Byar D P
Scand J Urol Nephrol Suppl. 1980;55:113-6.
In the first Veteran's Administration Cooperative Urological Research Group (VACURG) study all stage I and II patients were assigned to radical prostatectomy and were randomized to either placebo or 5 mg diethylstilbestrol (DES) daily by mouth.
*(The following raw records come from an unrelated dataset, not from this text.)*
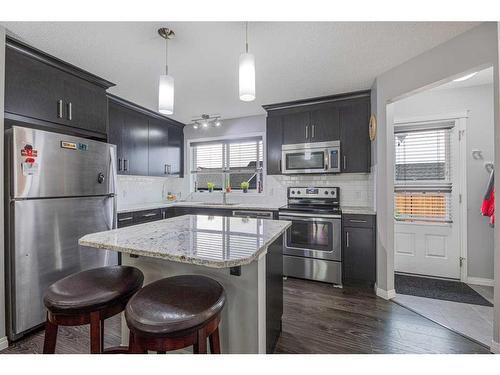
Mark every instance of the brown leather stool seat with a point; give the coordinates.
(89, 297)
(175, 313)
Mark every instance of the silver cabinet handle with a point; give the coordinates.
(59, 108)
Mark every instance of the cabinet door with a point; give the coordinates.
(274, 140)
(85, 104)
(354, 139)
(158, 147)
(175, 151)
(359, 259)
(116, 121)
(296, 128)
(31, 87)
(135, 143)
(325, 124)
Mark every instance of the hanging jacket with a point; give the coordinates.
(488, 206)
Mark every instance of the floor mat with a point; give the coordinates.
(438, 289)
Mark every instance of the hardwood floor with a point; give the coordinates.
(317, 319)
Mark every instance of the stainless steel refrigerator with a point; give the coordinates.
(58, 189)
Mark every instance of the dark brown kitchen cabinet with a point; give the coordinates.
(296, 128)
(147, 144)
(355, 151)
(342, 117)
(274, 140)
(358, 249)
(175, 151)
(158, 148)
(325, 124)
(42, 87)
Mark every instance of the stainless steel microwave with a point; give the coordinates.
(318, 157)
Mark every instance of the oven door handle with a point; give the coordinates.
(303, 217)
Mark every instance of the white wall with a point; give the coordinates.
(3, 340)
(473, 50)
(478, 100)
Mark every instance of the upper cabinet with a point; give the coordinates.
(42, 87)
(148, 144)
(341, 118)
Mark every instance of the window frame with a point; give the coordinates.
(444, 187)
(226, 138)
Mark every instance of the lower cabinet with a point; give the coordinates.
(139, 217)
(359, 249)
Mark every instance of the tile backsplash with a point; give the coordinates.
(134, 190)
(356, 189)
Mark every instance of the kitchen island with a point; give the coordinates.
(244, 255)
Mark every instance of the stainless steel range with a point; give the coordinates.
(313, 243)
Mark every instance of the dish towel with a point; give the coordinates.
(488, 207)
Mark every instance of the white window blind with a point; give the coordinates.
(228, 163)
(423, 175)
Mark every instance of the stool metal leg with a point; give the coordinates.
(201, 342)
(95, 333)
(213, 339)
(49, 343)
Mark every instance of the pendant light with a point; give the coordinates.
(166, 86)
(247, 72)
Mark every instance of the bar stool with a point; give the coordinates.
(89, 297)
(175, 313)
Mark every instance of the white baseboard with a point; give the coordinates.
(4, 344)
(480, 281)
(385, 294)
(495, 347)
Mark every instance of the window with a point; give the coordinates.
(422, 174)
(227, 163)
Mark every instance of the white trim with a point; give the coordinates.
(4, 343)
(385, 294)
(462, 190)
(480, 281)
(432, 118)
(495, 347)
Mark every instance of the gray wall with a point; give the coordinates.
(2, 279)
(470, 51)
(478, 100)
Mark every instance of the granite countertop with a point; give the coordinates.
(212, 241)
(236, 206)
(358, 210)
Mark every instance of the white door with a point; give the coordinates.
(426, 199)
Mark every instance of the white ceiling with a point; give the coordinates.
(483, 77)
(293, 60)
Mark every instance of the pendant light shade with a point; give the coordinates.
(166, 85)
(247, 77)
(166, 95)
(247, 72)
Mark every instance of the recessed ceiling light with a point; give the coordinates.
(466, 77)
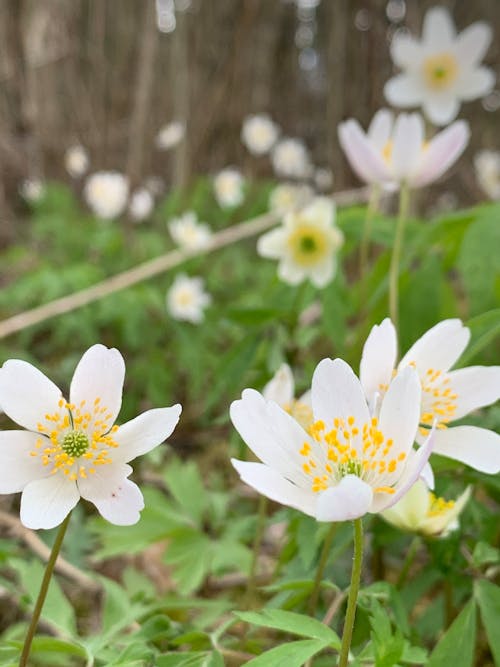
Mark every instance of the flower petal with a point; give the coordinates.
(337, 392)
(45, 503)
(378, 359)
(99, 374)
(271, 484)
(18, 467)
(26, 394)
(145, 432)
(439, 348)
(477, 447)
(350, 499)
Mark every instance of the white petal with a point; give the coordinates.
(145, 432)
(476, 386)
(439, 348)
(378, 359)
(18, 467)
(337, 392)
(26, 394)
(271, 484)
(442, 152)
(99, 374)
(350, 499)
(45, 503)
(477, 447)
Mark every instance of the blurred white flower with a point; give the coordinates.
(442, 69)
(288, 197)
(395, 152)
(228, 187)
(487, 166)
(141, 204)
(305, 244)
(106, 193)
(170, 135)
(290, 159)
(187, 299)
(188, 233)
(259, 134)
(76, 161)
(420, 511)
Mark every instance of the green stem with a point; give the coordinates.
(353, 593)
(325, 552)
(404, 201)
(43, 592)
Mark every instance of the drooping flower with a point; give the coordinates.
(420, 511)
(290, 159)
(76, 161)
(447, 395)
(106, 193)
(188, 233)
(187, 299)
(395, 152)
(228, 187)
(442, 69)
(73, 449)
(305, 244)
(259, 134)
(348, 462)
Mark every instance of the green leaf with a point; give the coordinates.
(456, 647)
(488, 599)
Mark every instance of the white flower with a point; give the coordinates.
(396, 152)
(290, 159)
(306, 244)
(487, 166)
(420, 511)
(259, 134)
(141, 204)
(187, 299)
(76, 161)
(443, 69)
(288, 197)
(170, 135)
(348, 462)
(188, 233)
(447, 395)
(228, 187)
(70, 449)
(106, 193)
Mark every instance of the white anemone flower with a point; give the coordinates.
(188, 233)
(76, 161)
(72, 449)
(290, 159)
(487, 167)
(228, 187)
(259, 134)
(395, 152)
(421, 511)
(442, 69)
(106, 193)
(348, 462)
(447, 395)
(187, 299)
(305, 244)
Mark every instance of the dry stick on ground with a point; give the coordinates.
(152, 268)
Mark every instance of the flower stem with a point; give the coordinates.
(404, 201)
(325, 552)
(353, 593)
(43, 592)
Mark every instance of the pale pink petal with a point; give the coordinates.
(45, 503)
(350, 499)
(26, 394)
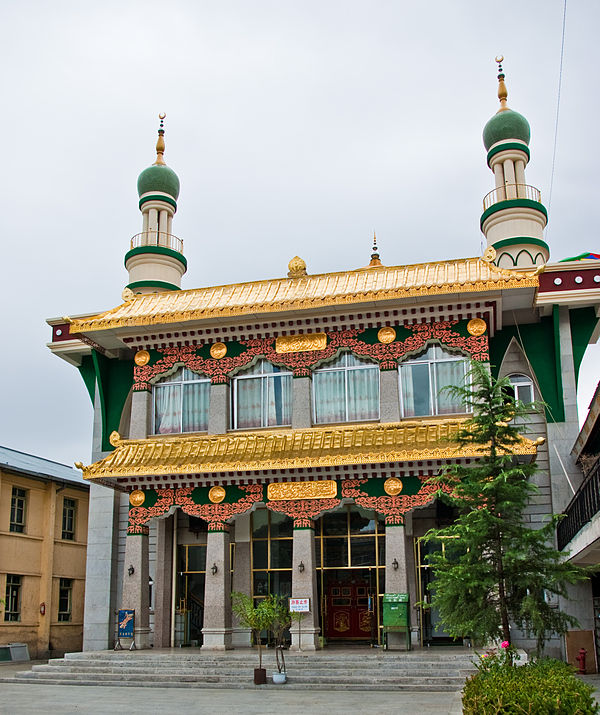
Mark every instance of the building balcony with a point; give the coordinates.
(157, 238)
(510, 192)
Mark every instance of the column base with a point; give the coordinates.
(310, 639)
(217, 639)
(241, 637)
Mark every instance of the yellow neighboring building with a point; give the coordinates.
(43, 539)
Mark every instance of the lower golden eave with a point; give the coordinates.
(285, 449)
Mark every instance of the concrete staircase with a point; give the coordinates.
(429, 670)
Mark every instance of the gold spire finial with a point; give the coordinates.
(375, 255)
(502, 91)
(160, 143)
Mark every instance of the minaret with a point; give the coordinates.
(155, 260)
(514, 217)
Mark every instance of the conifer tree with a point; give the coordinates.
(495, 570)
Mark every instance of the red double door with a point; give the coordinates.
(349, 611)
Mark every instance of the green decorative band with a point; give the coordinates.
(507, 147)
(153, 284)
(156, 249)
(520, 240)
(158, 197)
(512, 204)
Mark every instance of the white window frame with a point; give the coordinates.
(433, 387)
(330, 367)
(168, 381)
(525, 381)
(264, 377)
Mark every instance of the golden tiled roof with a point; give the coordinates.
(285, 449)
(284, 294)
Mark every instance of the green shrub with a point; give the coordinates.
(543, 687)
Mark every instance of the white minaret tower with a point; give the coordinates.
(514, 217)
(155, 260)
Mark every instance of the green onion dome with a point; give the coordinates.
(506, 125)
(158, 177)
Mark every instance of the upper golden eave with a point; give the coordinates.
(471, 275)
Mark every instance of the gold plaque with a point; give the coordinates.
(216, 494)
(386, 335)
(137, 498)
(392, 486)
(300, 343)
(218, 350)
(286, 491)
(476, 326)
(142, 357)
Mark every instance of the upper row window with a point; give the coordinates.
(181, 403)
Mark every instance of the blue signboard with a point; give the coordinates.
(126, 623)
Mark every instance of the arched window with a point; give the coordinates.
(262, 397)
(523, 387)
(181, 403)
(422, 379)
(346, 390)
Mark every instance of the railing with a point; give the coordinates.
(512, 191)
(157, 238)
(582, 507)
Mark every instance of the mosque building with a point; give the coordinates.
(276, 436)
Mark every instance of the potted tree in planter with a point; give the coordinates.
(258, 618)
(282, 620)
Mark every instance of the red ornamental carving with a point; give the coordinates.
(387, 355)
(215, 514)
(303, 511)
(392, 507)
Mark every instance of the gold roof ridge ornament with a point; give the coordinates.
(502, 91)
(296, 268)
(375, 260)
(160, 142)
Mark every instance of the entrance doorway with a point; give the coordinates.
(349, 605)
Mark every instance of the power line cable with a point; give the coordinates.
(562, 52)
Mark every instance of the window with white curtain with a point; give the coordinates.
(181, 403)
(262, 397)
(346, 390)
(423, 378)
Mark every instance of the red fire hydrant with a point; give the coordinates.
(581, 660)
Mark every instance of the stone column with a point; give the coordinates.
(389, 399)
(218, 409)
(163, 579)
(217, 593)
(135, 586)
(301, 403)
(396, 579)
(304, 585)
(242, 576)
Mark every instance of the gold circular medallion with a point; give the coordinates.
(137, 498)
(392, 486)
(218, 350)
(142, 357)
(216, 494)
(476, 326)
(386, 335)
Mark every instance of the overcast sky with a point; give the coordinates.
(295, 128)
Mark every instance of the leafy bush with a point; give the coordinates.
(543, 687)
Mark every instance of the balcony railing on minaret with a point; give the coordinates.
(509, 192)
(157, 238)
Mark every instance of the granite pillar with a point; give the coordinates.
(304, 585)
(217, 593)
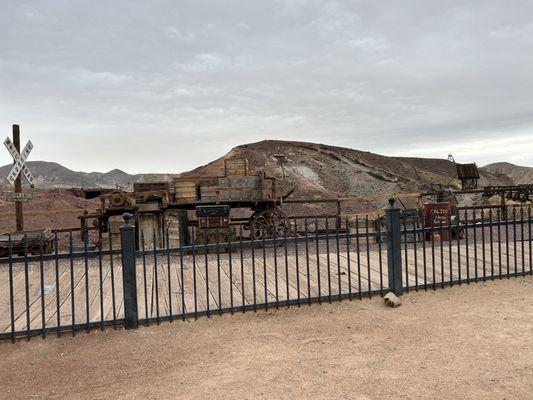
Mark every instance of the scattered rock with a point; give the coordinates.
(392, 300)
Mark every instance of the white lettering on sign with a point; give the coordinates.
(19, 162)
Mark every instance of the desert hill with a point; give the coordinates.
(54, 175)
(517, 174)
(315, 170)
(318, 170)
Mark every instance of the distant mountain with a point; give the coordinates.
(518, 174)
(54, 175)
(315, 170)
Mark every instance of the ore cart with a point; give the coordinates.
(213, 197)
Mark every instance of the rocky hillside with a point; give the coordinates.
(318, 171)
(315, 170)
(517, 174)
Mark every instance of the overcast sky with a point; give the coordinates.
(164, 86)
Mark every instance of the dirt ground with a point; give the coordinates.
(468, 342)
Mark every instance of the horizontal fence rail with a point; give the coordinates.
(63, 284)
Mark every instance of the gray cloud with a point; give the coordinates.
(165, 86)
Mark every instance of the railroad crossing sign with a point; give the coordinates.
(16, 196)
(19, 162)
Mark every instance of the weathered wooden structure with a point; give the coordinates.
(201, 202)
(468, 174)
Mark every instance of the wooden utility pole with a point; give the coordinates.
(18, 184)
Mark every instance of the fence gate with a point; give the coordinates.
(317, 260)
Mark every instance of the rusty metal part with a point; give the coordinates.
(118, 199)
(269, 224)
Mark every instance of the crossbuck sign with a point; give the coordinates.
(20, 162)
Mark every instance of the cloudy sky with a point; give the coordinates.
(163, 86)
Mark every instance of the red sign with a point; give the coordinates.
(436, 214)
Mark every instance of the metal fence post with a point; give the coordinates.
(394, 250)
(129, 273)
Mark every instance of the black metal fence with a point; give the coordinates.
(316, 260)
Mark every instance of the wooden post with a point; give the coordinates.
(19, 218)
(129, 274)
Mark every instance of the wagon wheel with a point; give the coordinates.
(269, 223)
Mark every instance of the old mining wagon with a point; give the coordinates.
(195, 208)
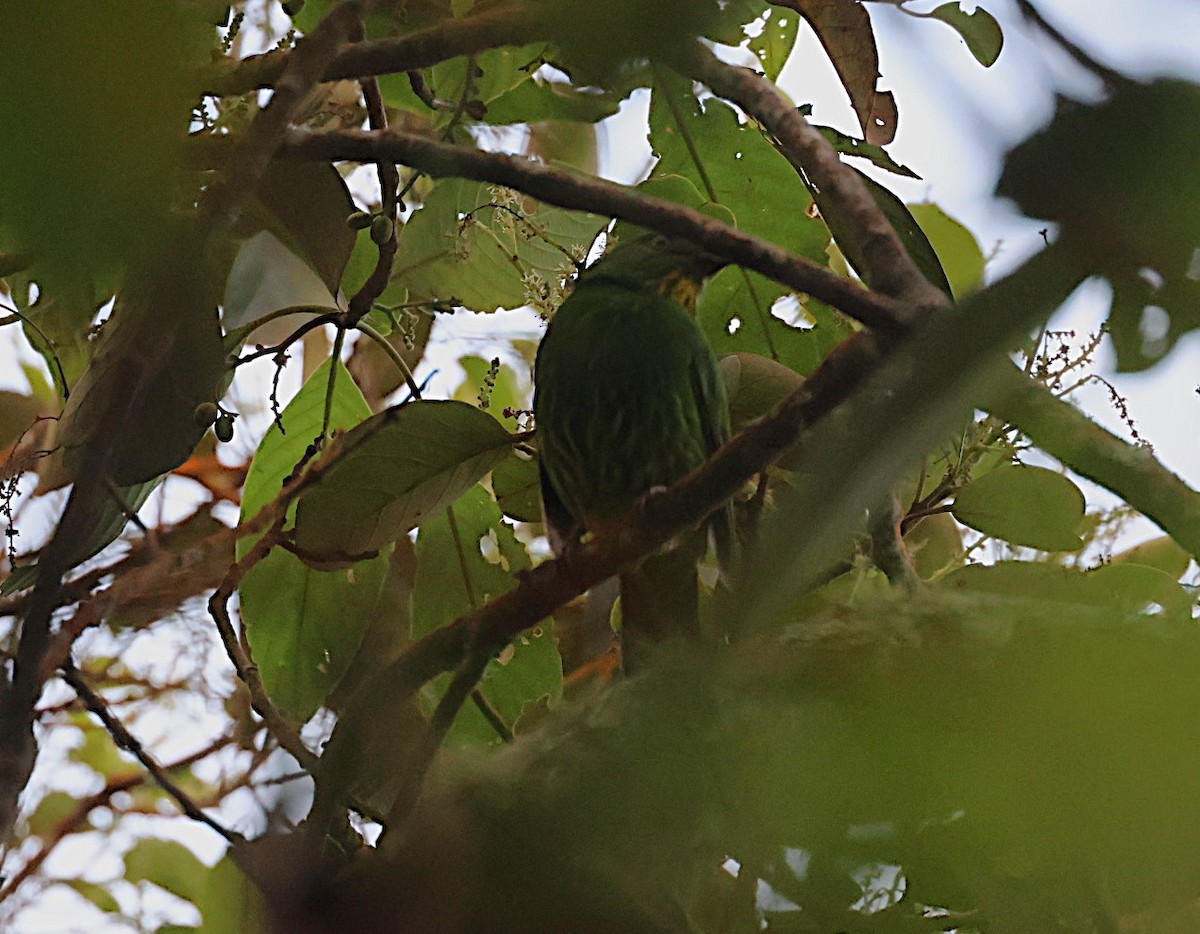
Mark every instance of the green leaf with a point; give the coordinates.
(51, 812)
(468, 556)
(957, 249)
(1163, 552)
(978, 29)
(504, 393)
(517, 488)
(305, 205)
(875, 155)
(735, 312)
(903, 222)
(267, 276)
(1025, 506)
(437, 259)
(777, 40)
(538, 100)
(304, 626)
(733, 165)
(168, 864)
(109, 524)
(484, 77)
(232, 902)
(401, 466)
(1138, 590)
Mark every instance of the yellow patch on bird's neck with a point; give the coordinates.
(682, 288)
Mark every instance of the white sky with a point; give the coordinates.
(955, 120)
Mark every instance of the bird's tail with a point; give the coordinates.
(659, 599)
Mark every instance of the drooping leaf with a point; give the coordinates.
(305, 205)
(519, 488)
(774, 43)
(1163, 552)
(876, 155)
(733, 165)
(163, 328)
(978, 29)
(109, 524)
(1025, 506)
(849, 40)
(401, 466)
(910, 232)
(304, 626)
(958, 251)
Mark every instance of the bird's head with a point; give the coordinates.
(667, 264)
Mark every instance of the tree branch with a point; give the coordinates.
(888, 267)
(85, 806)
(125, 740)
(1131, 472)
(587, 193)
(501, 27)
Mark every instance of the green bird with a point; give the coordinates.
(628, 397)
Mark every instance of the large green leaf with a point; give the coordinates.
(1024, 506)
(304, 626)
(958, 251)
(168, 864)
(733, 165)
(401, 466)
(232, 902)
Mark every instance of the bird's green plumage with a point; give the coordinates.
(628, 397)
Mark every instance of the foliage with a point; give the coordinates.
(935, 698)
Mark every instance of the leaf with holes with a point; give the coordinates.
(399, 467)
(304, 624)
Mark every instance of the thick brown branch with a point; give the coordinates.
(301, 71)
(448, 40)
(588, 193)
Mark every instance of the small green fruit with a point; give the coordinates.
(223, 429)
(205, 414)
(382, 229)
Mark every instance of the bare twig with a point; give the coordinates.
(1113, 79)
(888, 267)
(503, 25)
(125, 740)
(587, 193)
(253, 150)
(87, 804)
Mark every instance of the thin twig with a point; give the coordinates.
(85, 806)
(1113, 79)
(125, 740)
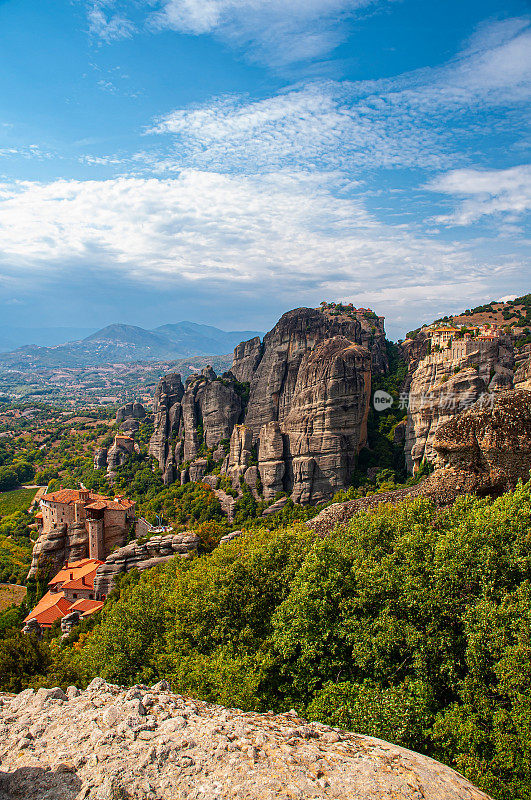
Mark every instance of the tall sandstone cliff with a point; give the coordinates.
(304, 422)
(442, 384)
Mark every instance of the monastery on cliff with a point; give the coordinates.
(106, 520)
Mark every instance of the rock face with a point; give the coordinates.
(62, 543)
(106, 743)
(305, 418)
(522, 376)
(445, 383)
(139, 556)
(327, 423)
(167, 416)
(130, 411)
(202, 413)
(484, 450)
(296, 334)
(247, 356)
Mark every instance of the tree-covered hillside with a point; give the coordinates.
(410, 623)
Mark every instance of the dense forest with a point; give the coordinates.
(410, 623)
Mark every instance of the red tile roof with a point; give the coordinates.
(69, 496)
(51, 607)
(71, 574)
(86, 607)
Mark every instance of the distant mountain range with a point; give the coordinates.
(120, 343)
(12, 336)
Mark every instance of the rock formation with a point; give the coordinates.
(187, 418)
(128, 416)
(484, 450)
(446, 382)
(305, 419)
(167, 416)
(327, 422)
(522, 376)
(142, 556)
(108, 742)
(62, 543)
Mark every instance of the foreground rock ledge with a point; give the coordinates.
(108, 743)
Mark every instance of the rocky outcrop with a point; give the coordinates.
(62, 543)
(271, 459)
(142, 556)
(202, 414)
(522, 376)
(485, 450)
(297, 333)
(305, 419)
(444, 383)
(240, 453)
(108, 742)
(167, 418)
(247, 356)
(327, 423)
(130, 411)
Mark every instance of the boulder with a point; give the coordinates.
(130, 411)
(445, 383)
(102, 745)
(271, 459)
(142, 556)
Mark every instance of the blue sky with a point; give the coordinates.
(226, 160)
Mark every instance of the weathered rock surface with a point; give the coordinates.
(130, 411)
(205, 411)
(247, 356)
(167, 417)
(327, 422)
(483, 450)
(295, 334)
(106, 743)
(272, 459)
(142, 556)
(522, 376)
(305, 417)
(62, 543)
(445, 383)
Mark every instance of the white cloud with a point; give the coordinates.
(276, 32)
(487, 192)
(108, 27)
(291, 231)
(416, 120)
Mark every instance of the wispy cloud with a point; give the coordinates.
(505, 192)
(294, 229)
(416, 119)
(275, 32)
(107, 25)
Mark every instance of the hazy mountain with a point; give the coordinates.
(13, 337)
(120, 342)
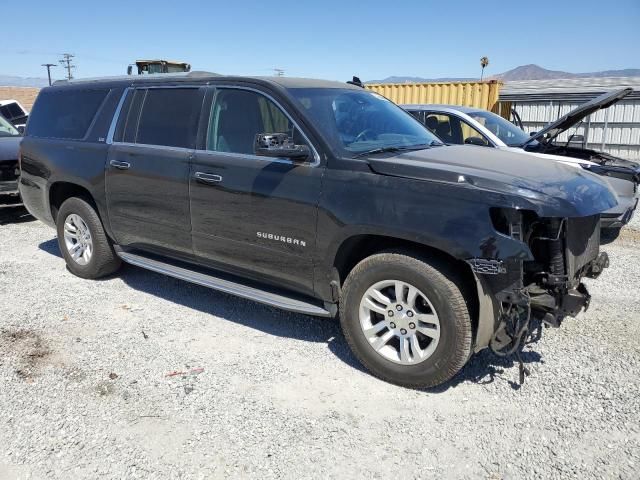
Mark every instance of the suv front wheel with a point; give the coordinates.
(83, 241)
(406, 320)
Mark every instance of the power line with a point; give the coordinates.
(49, 65)
(66, 62)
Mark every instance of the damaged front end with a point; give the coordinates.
(546, 286)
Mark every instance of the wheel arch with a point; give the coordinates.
(482, 306)
(60, 191)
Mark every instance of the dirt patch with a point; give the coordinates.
(29, 351)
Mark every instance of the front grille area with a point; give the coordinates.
(582, 242)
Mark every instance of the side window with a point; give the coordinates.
(237, 116)
(169, 117)
(66, 113)
(472, 136)
(127, 125)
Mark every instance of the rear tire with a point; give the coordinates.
(81, 235)
(395, 362)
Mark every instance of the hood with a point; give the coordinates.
(577, 162)
(574, 116)
(551, 188)
(9, 148)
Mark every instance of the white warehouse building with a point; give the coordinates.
(615, 130)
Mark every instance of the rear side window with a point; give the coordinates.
(65, 114)
(170, 117)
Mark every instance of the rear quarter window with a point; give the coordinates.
(65, 114)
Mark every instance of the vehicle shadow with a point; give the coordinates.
(483, 368)
(11, 211)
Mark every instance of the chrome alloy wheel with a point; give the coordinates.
(399, 322)
(77, 239)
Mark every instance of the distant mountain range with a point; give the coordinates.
(524, 72)
(15, 81)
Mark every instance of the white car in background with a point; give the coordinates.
(455, 124)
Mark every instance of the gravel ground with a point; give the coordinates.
(85, 390)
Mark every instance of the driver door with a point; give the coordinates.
(251, 214)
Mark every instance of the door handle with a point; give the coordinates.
(120, 165)
(207, 177)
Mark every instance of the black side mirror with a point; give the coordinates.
(280, 145)
(475, 141)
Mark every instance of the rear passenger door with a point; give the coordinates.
(147, 176)
(253, 214)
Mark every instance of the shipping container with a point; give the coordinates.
(469, 94)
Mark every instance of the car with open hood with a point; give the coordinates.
(319, 198)
(473, 126)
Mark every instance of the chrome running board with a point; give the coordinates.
(223, 285)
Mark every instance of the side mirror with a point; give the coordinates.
(475, 141)
(279, 145)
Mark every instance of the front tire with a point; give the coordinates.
(83, 241)
(406, 319)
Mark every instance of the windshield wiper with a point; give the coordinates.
(396, 148)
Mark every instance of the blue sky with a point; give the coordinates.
(324, 39)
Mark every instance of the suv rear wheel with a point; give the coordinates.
(406, 320)
(83, 241)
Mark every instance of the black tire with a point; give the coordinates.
(441, 284)
(609, 234)
(104, 260)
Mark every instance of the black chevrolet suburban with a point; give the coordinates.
(316, 197)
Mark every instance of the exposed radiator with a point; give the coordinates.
(582, 242)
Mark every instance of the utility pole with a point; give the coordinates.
(484, 62)
(49, 65)
(66, 63)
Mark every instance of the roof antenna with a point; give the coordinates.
(356, 81)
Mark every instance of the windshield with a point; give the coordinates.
(6, 129)
(501, 128)
(357, 121)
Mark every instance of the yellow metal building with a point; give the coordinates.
(470, 94)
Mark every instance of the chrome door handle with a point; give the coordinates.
(120, 165)
(207, 177)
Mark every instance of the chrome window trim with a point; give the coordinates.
(316, 156)
(150, 145)
(116, 115)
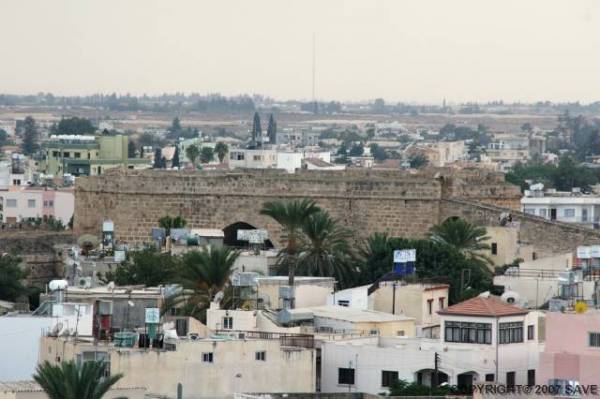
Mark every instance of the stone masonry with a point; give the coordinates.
(366, 201)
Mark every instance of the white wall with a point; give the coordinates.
(20, 345)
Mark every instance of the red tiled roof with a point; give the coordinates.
(485, 307)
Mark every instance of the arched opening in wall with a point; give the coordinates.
(230, 236)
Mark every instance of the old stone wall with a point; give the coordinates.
(548, 237)
(37, 250)
(366, 201)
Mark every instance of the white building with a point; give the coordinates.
(574, 207)
(484, 339)
(21, 336)
(419, 301)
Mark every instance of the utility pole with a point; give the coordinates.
(436, 363)
(394, 298)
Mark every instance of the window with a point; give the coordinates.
(388, 378)
(530, 377)
(531, 332)
(569, 212)
(510, 379)
(595, 339)
(346, 376)
(473, 333)
(510, 332)
(91, 356)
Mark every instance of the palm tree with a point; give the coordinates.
(463, 236)
(291, 215)
(206, 272)
(325, 249)
(70, 381)
(221, 150)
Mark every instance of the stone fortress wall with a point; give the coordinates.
(366, 201)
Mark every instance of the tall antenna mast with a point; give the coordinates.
(314, 64)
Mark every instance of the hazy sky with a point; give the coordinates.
(401, 50)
Results indicated worse survival in those treated with DES in stage I, but there was no difference in stage II. In Study 2, stage I and II patients were randomly assigned to either placebo or placebo plus radical prostatectomy. An analysis based upon time to progression failed to show a significant advantage for radical prostatectomy. Both the size of the primary lesion at diagnosis and the histological grade of the tumor using the Gleason system were related to the probability of progression.
在退伍军人管理局合作泌尿外科研究组(VACURG)的第一项研究中,所有I期和II期患者均被分配接受根治性前列腺切除术,并被随机分为口服安慰剂组或每日口服5毫克己烯雌酚(DES)组。结果表明,I期接受DES治疗的患者生存率较差,但II期患者无差异。在研究2中,I期和II期患者被随机分配接受安慰剂或安慰剂加根治性前列腺切除术。基于疾病进展时间的分析未能显示根治性前列腺切除术有显著优势。诊断时原发灶的大小以及使用Gleason系统评估的肿瘤组织学分级均与疾病进展的可能性相关。